Settlement and Integration

The Gallowglass did not remain a foreign element in Irish society. Within a generation or two, the major Gallowglass families were thoroughly integrated into the Irish political and social landscape. They held land, married into Irish families, spoke Irish, and participated in Irish cultural life. The MacSweeneys became one of the most prominent families in Donegal. The MacDonnells became the dominant power in Antrim, eventually establishing a lordship that bridged the narrow channel between Ireland and Scotland.

The integration of the Gallowglass into Irish society illustrates the permeability of the medieval Gaelic world. The Irish Sea was not a barrier but a highway, and the cultural distance between Gaelic Scotland and Gaelic Ireland was minimal. The Gaelic language was mutually intelligible across the two countries. Social structures -- kinship, fosterage, clientship -- were similar. The Gallowglass were foreigners, but culturally they were close enough to their Irish employers to be absorbed within a generation.

This integration also ran in the other direction. Irish Gaelic families recruited Scottish Gallowglass, but Scottish Gaelic families also recruited Irish warriors. The flow of military manpower across the Irish Sea was bidirectional, and it created networks of kinship and obligation that connected the two countries at every social level. The clan structures of Gaelic Scotland and Gaelic Ireland were not parallel systems. They were interconnected systems, linked by marriage, military service, and cultural exchange.

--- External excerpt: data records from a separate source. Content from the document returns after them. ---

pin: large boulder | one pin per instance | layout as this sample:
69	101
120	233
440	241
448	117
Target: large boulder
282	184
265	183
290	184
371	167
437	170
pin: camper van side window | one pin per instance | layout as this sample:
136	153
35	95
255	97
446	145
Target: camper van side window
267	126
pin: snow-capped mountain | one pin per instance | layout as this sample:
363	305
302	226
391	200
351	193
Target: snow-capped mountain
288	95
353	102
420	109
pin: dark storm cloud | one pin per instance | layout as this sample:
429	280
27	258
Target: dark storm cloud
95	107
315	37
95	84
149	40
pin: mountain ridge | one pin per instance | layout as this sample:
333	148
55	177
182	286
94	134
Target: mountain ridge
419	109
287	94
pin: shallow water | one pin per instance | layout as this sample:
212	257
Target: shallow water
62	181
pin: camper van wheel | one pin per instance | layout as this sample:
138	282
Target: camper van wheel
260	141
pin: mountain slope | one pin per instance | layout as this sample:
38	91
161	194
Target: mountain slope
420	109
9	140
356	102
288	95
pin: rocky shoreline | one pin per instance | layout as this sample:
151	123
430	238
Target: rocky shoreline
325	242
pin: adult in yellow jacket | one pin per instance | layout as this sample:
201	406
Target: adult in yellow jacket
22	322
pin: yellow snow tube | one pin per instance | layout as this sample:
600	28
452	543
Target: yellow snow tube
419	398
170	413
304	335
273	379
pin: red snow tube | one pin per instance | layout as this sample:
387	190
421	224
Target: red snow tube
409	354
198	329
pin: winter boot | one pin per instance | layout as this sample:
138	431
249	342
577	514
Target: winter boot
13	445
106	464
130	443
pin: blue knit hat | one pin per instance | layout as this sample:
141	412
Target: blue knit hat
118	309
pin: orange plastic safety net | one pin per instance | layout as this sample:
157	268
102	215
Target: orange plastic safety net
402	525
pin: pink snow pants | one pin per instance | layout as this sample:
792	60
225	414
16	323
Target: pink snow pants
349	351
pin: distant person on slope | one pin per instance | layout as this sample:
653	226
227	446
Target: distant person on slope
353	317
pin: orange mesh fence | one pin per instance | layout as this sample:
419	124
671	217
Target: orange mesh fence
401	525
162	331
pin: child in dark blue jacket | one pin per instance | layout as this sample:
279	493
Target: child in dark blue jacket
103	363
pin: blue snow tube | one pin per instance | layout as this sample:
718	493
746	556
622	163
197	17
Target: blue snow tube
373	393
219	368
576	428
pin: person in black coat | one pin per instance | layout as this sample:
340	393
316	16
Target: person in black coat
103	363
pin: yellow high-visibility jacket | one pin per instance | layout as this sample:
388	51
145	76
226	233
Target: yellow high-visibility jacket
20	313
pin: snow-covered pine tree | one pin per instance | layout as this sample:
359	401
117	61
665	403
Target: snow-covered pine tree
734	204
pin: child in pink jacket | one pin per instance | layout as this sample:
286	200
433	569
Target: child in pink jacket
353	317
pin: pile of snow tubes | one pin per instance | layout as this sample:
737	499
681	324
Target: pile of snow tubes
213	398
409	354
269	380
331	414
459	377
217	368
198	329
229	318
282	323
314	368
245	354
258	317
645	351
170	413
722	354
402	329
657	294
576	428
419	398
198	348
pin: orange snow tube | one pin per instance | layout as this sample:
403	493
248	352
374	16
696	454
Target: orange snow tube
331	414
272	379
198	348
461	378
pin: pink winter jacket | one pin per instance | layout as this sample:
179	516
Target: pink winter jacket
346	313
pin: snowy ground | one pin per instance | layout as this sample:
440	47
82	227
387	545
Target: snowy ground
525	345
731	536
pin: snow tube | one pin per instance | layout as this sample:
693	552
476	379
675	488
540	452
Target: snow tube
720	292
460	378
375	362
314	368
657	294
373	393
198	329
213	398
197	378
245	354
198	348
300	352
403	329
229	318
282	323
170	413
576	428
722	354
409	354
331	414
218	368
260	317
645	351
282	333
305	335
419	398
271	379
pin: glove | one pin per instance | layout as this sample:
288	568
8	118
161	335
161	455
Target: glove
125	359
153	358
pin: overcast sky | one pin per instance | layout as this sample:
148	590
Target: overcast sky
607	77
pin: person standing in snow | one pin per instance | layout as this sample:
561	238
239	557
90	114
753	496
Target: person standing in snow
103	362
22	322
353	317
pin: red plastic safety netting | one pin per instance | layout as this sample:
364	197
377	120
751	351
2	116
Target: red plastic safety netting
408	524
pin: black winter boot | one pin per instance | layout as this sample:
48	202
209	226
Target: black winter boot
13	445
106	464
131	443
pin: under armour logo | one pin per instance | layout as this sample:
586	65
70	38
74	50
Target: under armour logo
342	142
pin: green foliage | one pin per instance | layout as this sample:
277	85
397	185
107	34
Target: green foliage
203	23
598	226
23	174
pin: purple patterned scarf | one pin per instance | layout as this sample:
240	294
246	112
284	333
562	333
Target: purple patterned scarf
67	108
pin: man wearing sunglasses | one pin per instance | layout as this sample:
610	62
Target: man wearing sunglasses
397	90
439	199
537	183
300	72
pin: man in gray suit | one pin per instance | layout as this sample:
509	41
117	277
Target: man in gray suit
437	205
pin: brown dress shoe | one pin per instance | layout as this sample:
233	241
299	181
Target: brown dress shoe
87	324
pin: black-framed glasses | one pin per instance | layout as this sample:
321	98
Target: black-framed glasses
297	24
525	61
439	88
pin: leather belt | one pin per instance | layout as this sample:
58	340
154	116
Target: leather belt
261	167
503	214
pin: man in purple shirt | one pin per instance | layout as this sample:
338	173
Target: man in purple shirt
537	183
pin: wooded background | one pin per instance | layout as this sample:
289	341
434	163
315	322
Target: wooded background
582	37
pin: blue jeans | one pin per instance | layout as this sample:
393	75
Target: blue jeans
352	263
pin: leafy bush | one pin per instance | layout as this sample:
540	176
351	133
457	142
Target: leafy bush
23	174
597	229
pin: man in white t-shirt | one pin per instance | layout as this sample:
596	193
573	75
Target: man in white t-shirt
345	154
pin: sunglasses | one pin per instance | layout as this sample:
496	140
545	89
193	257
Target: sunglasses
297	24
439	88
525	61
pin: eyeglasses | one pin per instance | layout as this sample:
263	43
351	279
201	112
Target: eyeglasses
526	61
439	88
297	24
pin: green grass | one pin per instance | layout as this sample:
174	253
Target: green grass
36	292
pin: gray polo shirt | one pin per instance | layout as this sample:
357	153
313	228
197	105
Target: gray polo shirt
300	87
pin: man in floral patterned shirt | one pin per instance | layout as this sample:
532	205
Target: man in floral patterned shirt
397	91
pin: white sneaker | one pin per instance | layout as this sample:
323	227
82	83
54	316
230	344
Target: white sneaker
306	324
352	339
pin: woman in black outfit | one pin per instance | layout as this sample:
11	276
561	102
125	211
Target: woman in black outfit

The End of the Gallowglass

The Gallowglass tradition persisted through the sixteenth century, adapting to the introduction of firearms and changing tactical conditions. Gallowglass families adopted firearms alongside their traditional axes and swords, and they continued to serve as the military elite of the Gaelic Irish lords who resisted English conquest. The Nine Years' War (1594-1603) was the last major conflict in which Gallowglass fought as a distinct military force, serving under Hugh O'Neill and Red Hugh O'Donnell against the armies of Elizabeth I.

The defeat of the Gaelic lords in that war, and the subsequent Flight of the Earls in 1607, ended the political structures that had sustained the Gallowglass. With no Gaelic kings to serve, no land grants to earn, and no independent Irish military establishment to join, the Gallowglass ceased to exist as a coherent institution. Many went into continental European military service, joining the Irish regiments that served in the armies of Spain, France, and Austria.

The Gallowglass left a permanent mark on Irish history. Their surnames -- MacDonnell, MacSweeney, MacCabe -- are common in Ireland today. Their military tradition influenced Irish martial culture for centuries. And their story illustrates one of the most important dynamics in the medieval Celtic world: the constant movement of people, skills, and cultural practices across the Irish Sea, binding Scotland and Ireland together in a web of kinship and service that the modern border between the two countries obscures but does not erase.